Free practice went exactly as I had feared. It was on-again-off-again in terms of rain and Jenny creamed the lot. As is customary in most German racing series, the season started and ended at Hockenheim. For rounds one and two, now in April, we were running the full track, although that was a bit of a preposterous thing to say, considering what butcher Hermann Tilke had left of the once legendary track. The season finale was on the short, one and a half mile Querspange version of Hockenheim,

Jenny dominated the practice, finishing almost eight tenths of a second quicker than a young rookie called Sebastian Vettel, a fellow fifteen year old. Of course back in the day I had no idea that this young kid, who looked like he did his hair with a hand-grenade, would one day become a multiple Formula One champion. I only managed fourth being beaten to third by Aki Rask, the Mücke driver, who would drive for our team beginning with the Norisring weekend.

Speaking of Mücke drivers. When I went past their garage, I saw an unfamiliar name, but a very familiar face.

"Dominic Jackson?" I asked with amusement, when I saw Richard climb out of his car.

"Actually, Richard was a fake name," he said. "I did a bit of a John Winter and ran under a false name."

"Now there's a story in that," I quipped.

"Well, I had an older brother. He was killed in a Rally-Cross race," Richard/Dominic admitted. "My parents were mortified by my wish to race and forbade it, so I had to run under a fake name."

"Shit," I exclaimed, my amusement gone in a damn hurry.

"What my parents never understood: my brother drove recklessly. He almost killed another guy in that shunt, which he was singularly to blame for. All they saw was losing a son. I'm not Daryl, heck, perhaps his example makes me a lot more responsible a driver than he ever was."

"Sorry to hear that though," I said and he just nodded.

"You can continue calling me Richard though. I've never liked my real name much," he said with a grin.

"How did you end up in PM's team?"

"PM?" Richard asked.

"We call him PM – for Peter Mücke. Our team principal is called Peter as well, so we needed some way to tell them apart without having to recite the whole name every time."

Richard laughed softly. "As for ending up in his team. Remember? It was you who took me to their hospitality tent last year. That was when he dressed you down for goofing off in free practice. Well, long story short, I got a call from him two weeks later. One of his guys had dropped out due to trouble at school and he thought I was good enough to enter without wasting another year in karting."

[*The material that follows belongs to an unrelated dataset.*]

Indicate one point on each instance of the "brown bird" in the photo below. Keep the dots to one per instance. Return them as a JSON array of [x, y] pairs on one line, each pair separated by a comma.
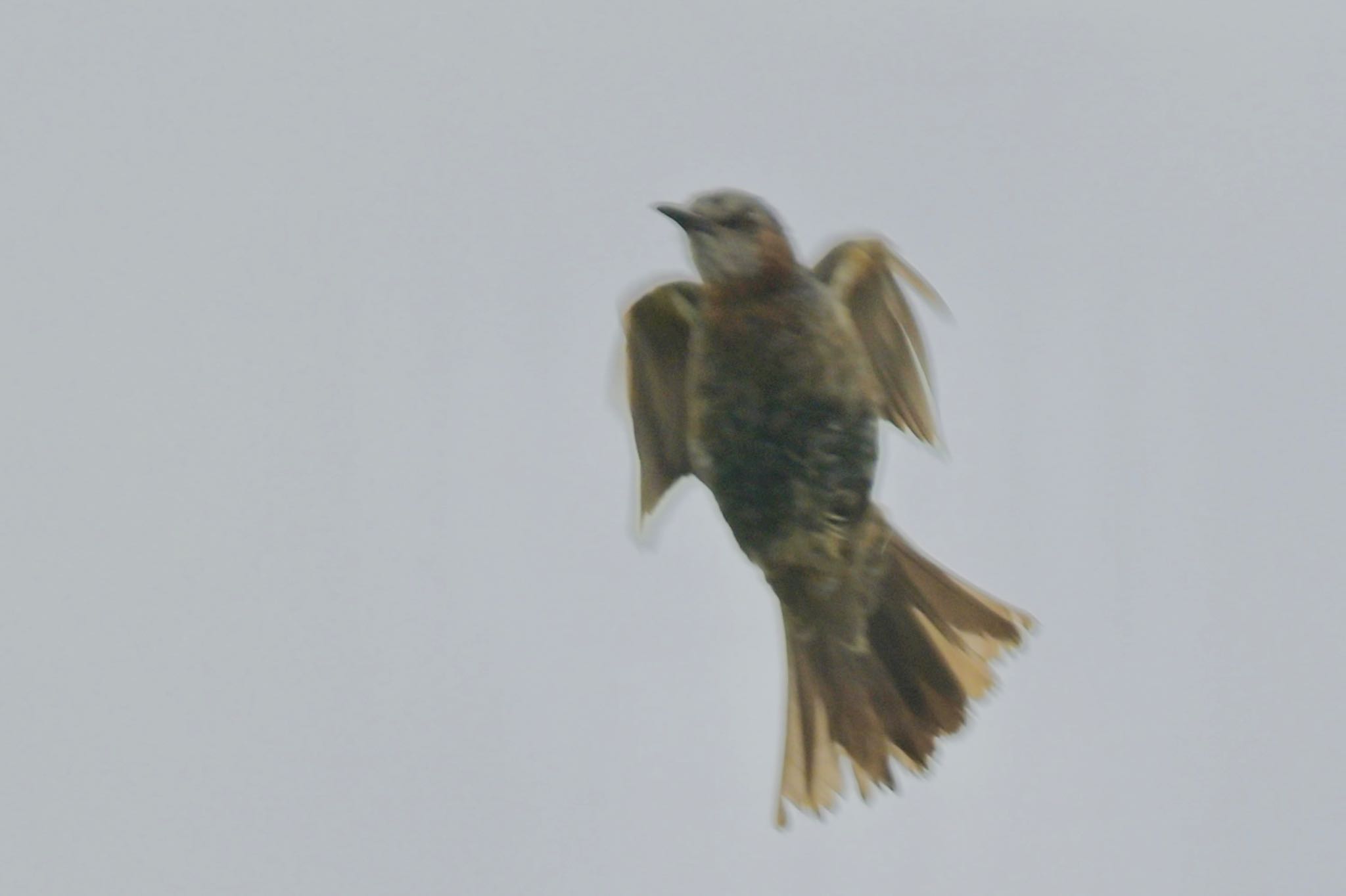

"Mücke is not the worst place to be in," I told him.

"Unless your girl comes along," he sighed good-naturedly. "Damn, she really blew all of us into the weeds. It's like the karting days all over again."

"Tell me about it," I chuckled. "She's absolutely fantastic in the rain."


Jenny absolutely owned the first qualifying on Friday afternoon. It was cold, it was damp and she loved it, getting pole by half a second from Aki Rask, myself and Tino Lienemann. Our two cars and two of Peter Mücke's locking out the two front rows certainly raised some eyebrows.

Two other stars in the paddock were Regina and mom. There were only three teams who ran hospitality tents – Team Rosberg, Mücke Motorsport and our team. It was an unwritten rule that the big teams would provide free catering to the smaller teams and there was little to guess, who was most popular. Our place was packed throughout the day. That meant more work for the ladies, but especially mom was nearly bursting with pride that people loved her food that much.

Unlike in previous instances, Jenny and I did not sleep in a joint room. Instead we both were roomies to our respective maternal units. Now that things were seriously competitive, we had decided to 'suspend' our relationship for the weekend. We still gave each other a kiss before each session, but as far as more substantial intimacy went, we were both in agreement that it was too hard to separate our love-life from being uncompromising competitors on the track.